My physio is one of my heroes. I suffer from a condition called Symphysis Pubis Dysfunction and started seeing him almost exactly eleven years ago. The condition started during my second pregnancy and rendered me unable to walk.
I was told it would get better after the birth, but it didn't..
then after I stopped breastfeeding, but it didn't...
then after my son was a year old..
but it didn't!
I was seeing physios on the NHS, but it wasn't improving.. and then I heard that there was a physio who could help, and so I spent money I seriously didn't have to go and see him. It was worth every penny a hundred times over.
Not only is he a miracle worker, he is a really good guy. He is candid, honest, caring, wise, respectful and fun. I see him about once every six months these days, and for me it is like seeing a Spiritual Director.

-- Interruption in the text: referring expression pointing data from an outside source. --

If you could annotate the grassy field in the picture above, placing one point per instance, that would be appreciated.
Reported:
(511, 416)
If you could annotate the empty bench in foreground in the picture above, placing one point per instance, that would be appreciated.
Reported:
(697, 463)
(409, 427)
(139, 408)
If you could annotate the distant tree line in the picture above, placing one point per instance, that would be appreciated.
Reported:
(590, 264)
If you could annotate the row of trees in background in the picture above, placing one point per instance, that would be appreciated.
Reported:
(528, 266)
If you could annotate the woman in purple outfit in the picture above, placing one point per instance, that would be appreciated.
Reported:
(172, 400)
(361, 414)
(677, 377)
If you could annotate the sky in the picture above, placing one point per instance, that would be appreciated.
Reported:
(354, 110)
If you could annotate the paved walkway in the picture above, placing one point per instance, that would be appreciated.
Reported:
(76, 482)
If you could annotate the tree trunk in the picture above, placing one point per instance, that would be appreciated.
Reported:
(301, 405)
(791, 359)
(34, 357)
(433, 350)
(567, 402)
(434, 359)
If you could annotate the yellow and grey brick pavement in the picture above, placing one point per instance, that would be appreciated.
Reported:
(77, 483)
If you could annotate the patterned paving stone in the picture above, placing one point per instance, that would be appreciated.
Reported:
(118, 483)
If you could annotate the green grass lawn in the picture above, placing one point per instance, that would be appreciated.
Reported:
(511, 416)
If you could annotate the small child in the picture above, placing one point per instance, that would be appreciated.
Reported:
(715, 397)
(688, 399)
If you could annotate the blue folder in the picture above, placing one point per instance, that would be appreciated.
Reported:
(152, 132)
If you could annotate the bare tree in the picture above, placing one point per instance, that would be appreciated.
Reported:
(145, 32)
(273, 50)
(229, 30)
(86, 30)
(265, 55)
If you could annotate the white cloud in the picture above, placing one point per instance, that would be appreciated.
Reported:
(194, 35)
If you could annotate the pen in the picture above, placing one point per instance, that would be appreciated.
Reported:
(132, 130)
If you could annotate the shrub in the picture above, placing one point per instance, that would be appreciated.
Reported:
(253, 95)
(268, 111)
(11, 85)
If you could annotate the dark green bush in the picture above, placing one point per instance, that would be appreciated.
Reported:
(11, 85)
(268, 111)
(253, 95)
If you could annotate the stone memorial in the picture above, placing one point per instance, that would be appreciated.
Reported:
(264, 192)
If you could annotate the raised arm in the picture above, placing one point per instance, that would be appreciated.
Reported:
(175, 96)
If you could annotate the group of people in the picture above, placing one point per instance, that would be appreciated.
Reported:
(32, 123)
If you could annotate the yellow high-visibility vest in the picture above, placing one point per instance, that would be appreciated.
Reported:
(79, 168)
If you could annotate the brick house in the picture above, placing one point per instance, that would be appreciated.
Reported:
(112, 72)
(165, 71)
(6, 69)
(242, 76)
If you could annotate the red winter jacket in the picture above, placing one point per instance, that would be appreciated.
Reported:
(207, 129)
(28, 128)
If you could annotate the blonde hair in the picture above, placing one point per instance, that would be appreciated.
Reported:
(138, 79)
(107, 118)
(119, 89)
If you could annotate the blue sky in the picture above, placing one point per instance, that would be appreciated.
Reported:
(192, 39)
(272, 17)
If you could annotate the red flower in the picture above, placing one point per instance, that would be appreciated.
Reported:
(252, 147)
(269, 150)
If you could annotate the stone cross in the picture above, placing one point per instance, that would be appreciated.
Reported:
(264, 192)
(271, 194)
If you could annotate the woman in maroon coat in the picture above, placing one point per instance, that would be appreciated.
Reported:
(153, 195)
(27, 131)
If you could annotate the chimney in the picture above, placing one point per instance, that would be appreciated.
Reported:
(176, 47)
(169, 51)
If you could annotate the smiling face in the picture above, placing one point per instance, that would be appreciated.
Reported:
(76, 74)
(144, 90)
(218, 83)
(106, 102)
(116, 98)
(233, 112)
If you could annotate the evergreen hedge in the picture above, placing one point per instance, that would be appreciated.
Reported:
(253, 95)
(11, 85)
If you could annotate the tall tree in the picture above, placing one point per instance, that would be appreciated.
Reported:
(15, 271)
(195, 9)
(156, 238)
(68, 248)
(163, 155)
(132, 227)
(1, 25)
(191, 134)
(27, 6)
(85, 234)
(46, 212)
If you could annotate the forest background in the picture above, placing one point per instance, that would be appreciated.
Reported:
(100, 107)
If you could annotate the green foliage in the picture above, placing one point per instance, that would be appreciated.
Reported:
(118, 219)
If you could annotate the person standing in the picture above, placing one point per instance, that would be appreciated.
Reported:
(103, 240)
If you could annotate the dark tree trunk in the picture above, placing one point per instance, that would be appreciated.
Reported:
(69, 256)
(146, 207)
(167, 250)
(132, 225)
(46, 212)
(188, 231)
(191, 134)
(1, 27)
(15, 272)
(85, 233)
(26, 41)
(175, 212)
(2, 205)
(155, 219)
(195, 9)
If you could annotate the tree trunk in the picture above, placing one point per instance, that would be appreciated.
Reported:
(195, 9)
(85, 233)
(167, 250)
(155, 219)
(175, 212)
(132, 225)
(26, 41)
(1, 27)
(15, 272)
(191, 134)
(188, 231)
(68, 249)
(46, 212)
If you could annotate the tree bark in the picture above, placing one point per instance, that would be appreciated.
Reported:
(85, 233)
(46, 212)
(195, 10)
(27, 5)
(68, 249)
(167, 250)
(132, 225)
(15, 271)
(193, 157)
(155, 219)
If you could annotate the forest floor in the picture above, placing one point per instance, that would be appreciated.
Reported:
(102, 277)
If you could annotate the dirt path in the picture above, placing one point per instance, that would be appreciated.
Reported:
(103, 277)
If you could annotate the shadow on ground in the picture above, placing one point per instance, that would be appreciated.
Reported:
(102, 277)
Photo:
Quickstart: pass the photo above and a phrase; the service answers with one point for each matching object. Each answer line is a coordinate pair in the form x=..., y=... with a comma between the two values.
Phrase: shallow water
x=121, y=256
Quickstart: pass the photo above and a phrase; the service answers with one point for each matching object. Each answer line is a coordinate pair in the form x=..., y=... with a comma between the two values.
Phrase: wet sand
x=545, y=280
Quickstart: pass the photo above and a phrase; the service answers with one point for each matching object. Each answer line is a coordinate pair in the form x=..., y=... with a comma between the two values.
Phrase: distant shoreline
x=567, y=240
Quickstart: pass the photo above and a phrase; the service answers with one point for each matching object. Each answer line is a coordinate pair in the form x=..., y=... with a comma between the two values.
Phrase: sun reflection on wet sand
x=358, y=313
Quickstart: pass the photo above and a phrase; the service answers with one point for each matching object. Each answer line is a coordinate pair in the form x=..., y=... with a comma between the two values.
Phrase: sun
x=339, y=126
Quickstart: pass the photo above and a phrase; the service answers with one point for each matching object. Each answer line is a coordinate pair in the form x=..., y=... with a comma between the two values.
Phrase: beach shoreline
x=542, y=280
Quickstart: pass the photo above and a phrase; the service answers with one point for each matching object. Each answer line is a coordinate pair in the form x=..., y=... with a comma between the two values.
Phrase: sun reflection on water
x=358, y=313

We talk about the church, society, morality, spirituality, and he bends my ear about where the church is getting it right or wrong. Is he a Christian? - no. Will he ever go to church? - no way! I found out why very soon into our friendship:
When he was eighteen, he married his seventeen year-old girlfriend. They thought it was a good idea. It wasn't. They parted on good terms and were divorced within the year.
Some years later, he fell in love and wanted to marry his sweetheart.. in church... It was important to his wife-to-be, I think they were both reasonably spiritual, and she had always dreamed of marrying in her village church.
Well you can guess what happened.
The answer was no.
He was hurt.
Angry.
He felt like he was being told he was no good.
He had committed the unforgivable sin.
He was a second-class husband.
When my physio told me this story, the anger and pain raged in his eyes, which was shocking really, because he is such a warm and happy man, with twinkly, shiny, mischievous eyes. It was also shocking because the event had happened over twenty-five years earlier.
So I wanted to ask him whether he could find it in his heart to forgive the church. But I didn't, because I knew he would respond by saying that the church refused to forgive him, so why should he forgive them?
I guess this story is not unique.
I was reminded of my Physio yesterday. I was writing the Order of Service for our wedding and was anxious to get it right, dot all the 't's and cross all the 'i's.... oops - that isn't right is it?
Anyway.
I was on the internet trying to find out what we must do, who we must speak to, as divorcees, where the Winchester Report might be found and what it says (the report that allows divorcees to be married in church).
In my Googling, I got more and more depressed. It sapped all my joy. The church appeared to be begrudging, small-minded, judgemental and generally miserable. Furthermore, psychologists will tell you that it is pointless and naive attributing blame... marriage breakdown is complex and simple stories of blame are to be treated with suspicion. But it feels that the church does blame, so either they didn't do that sort of research or thought it was irrelevant. In the reports, divorcees appeared to be thought of as second class, woefully negligent and broadly an unwelcome embarrassment.
Blimey.
Nothing like feeling loved, accepted and forgiven.
And the reports of the Church seemed to be nothing like those things.
I understand the hurt of my physio so much more now.
I have picked up a bit since surfing the net, but I feel like there is a disapproving shadow that the church casts, and it is painful. It really does hurt. The truth is that most Vicars are much more caring, loving and forgiving than the reports suggest... but there again, I guess it can be a bit of a lottery.
Of course, if you murder your ex-partner, serve your time and say sorry you can remarry in the Catholic Church or any Church of England church, I believe.
Murder is forgivable... for some it seems that divorce is not.